Ruby has a pre-defined array class, but it is not suitable for large computing. This is because the elements of an array can be any ruby objects, which hinders efficient computation. We have instead developed a multi-dimensional array class specialized in handling numeric data. It is written in C and the contents of an array are stored under a C pointer. Thanks to the flexibility of Ruby's syntax we could legitimately incorporate advanced features that are available in limited languages such as Yorick. It is worth noting that to extend Ruby by C is well established and the extension libraries can be linked dynamically without recompiling Ruby itself under many operating systems. Further, we are planning to port Ruby on super computers and adapt the array class for vector processors.
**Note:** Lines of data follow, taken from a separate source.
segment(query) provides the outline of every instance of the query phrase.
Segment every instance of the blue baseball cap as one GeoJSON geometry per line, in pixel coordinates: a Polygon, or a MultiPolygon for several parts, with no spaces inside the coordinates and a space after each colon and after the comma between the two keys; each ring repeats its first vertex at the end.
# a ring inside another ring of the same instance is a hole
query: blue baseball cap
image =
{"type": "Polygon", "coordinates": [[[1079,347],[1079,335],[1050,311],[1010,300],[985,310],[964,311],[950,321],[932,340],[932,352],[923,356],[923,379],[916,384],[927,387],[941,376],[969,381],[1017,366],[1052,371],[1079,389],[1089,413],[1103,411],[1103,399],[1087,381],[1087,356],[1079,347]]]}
The scientific visualization library is based on Dennou Club Library (DCL). DCL covers 1D and 2D graphics in depth with strong capability for layout and coordinate transformation including map projection. It also has limited 3D graphic functions. It is written in FORTRAN77 and is translated into C. First, we made a "wrapping" interface for Ruby to the C version. The interface consists of functions that correspond one by one to functions in DCL. Upon this interface, we are developing a user-friendly graphic library that is suitable for interactive use as well as for programming. Furthermore, we are planning to develop graphical user interface that can be used both on UNIX platforms and Windows. It is also envisioned further to incorporate fully functional 3D graphics.